Sunday, November 28, 2010

Common Dreams

A study by a Hong Kong area psychologist found out that you, and I, and random people in Hong Kong, often have extremely similar dreams. There are some dreams that pretty much everyone on earth has, which is kind of strange because of the variety of cultures and lifestyles out there. I'll tell you some of mine, and the study shows that you almost certainly had them too.
As a young child, I often dreamed that I was driving a car with some other children. Sometimes the incongruity of this never hit me at the time, other times I had a nagging suspicion that maybe children shouldn't be driving cars, and maybe I'd get in trouble for it. Those stopped when I learned to actually drive.

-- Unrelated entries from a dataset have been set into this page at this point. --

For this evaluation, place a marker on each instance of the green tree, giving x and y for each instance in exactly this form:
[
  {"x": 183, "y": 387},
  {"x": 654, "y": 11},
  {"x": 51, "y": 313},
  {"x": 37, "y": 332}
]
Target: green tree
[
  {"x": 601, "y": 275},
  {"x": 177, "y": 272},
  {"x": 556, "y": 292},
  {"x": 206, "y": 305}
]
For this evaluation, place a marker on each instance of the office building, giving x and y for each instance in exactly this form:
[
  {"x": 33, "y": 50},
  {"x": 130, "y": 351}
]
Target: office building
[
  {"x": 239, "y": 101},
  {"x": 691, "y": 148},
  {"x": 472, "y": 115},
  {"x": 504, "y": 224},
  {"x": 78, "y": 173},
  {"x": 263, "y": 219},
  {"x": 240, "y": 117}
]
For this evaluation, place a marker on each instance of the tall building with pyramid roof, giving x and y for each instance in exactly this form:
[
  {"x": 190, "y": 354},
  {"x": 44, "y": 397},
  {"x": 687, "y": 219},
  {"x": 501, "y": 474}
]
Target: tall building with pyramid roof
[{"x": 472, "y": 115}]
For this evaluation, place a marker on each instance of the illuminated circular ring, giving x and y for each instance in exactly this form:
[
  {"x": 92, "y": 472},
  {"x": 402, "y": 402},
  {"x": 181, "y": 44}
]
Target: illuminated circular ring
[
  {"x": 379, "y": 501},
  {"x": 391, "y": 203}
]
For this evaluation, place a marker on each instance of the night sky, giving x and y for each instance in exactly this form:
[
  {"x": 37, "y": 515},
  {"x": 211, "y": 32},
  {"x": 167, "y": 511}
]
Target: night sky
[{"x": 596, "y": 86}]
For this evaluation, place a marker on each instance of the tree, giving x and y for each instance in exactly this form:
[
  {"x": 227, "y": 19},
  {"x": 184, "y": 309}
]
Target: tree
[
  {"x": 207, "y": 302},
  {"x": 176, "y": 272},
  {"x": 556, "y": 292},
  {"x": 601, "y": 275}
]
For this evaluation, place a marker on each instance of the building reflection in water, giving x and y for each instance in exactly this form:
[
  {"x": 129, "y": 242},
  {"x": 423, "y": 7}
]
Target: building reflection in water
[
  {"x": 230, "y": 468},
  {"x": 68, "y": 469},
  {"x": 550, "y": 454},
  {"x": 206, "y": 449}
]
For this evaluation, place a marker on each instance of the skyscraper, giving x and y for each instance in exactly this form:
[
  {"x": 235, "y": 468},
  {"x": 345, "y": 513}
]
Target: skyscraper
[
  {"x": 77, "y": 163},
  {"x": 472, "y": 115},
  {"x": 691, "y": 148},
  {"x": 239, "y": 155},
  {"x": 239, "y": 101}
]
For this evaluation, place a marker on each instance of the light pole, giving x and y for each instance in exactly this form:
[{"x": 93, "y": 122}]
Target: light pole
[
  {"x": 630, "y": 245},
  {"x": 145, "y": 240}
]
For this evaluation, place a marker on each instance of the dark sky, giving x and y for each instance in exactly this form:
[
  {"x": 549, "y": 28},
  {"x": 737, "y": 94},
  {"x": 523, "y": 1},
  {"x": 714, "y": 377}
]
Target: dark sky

I also used to dream about having a fist fight with a person who couldn't be damaged. They could hurt me, though, and thankfully those stopped in college.
I used to dream about being naked in public, and boy was it embarrassing. In the more recent ones, however, I always seem to come to the realization that no one cares (at least in the dream), and so I don't have to be embarrassed. Perhaps my subconscious thinks that what I'm most embarrassed about really is no big deal to everyone else? And about two weeks ago, I had for the first time in my life that old chestnut of dreamers, falling out teeth.
In my senior year at college, I would have dreams in which a professor ruled me to be "stupid," and thus required me to repeat high school, or worse, junior high school. And I would feel humiliated...but the kids there only made fun of me for being "old," which really didn't bother me at all. Even though I'm easily now twice their age. And repeat high school was always so....easy.
Dreams common with other people, but that I generally haven't had, include being chased, searching for a specific place, having to pee but there being no suitable toilets (which I've had maybe once), eating lots of delicious foods (I'm going to guess these people are dieting), and suddenly being famous.
The psychologist, Dr. Calvin Kai-Ching Yu, also said that psychotic thinking was far more common in dreams than in people's waking environment. Believing that a famous person is in love with you despite any evidence to the contrary is, in waking life, a disorder called Erotomania, which suggests we keep you away from this person before you hurt that person or yourself. But in dreams, at least half the people worldwide have that experience. Dr. Yu said that psychotic-thinking based dreams are actually the most common kind, and that draws some interesting questions. Could many mental disorders actually stem from a damaged ability to tell dreams from waking experience? (And I can't tell you how many times I've woken up convinced of something, only to realize that it couldn't possibly be true.)
The most surprising thing about this is the way that people from different cultures have almost exactly the same dreams. One would think that, say, French and American and Hong-Kong-ian people would have different dreams because their waking lives are so totally different. What those three people would chose to wear, and do, and deal with other people, and eat, and so on, are all totally different. Then they all go to bed and have a dream where their teeth fall out. That is the weirdest thing I have heard all month.

3 comments:

KaiWen said...

You should do a post about lucid dreaming (Actually realizing you are dreaming during a dream). Lucid dreaming typically does not occur because the part of your brain that allows you to tell fantasy from reality is switched off, so you never question why you see those cows floating overhead. If you can lucid dream however, you can take control of your own dreams and do anything you desire without consequence.

wolf said...

Excellent post! I actually came back to this one to read it again. I find this stuff so interesting.
I've had many of theses dreams before.

One common dream that didn't get mentioned is the falling dream. When I was a kid I had a dream where I was on top of an overpass and my mom and siblings were down below and I jumped off to them and the whole rest of the dream was just me falling in slow motion. I woke up right before landing.

Professor Preposterous said...

I think to write a useful article about lucid dreaming, I first would have to have one.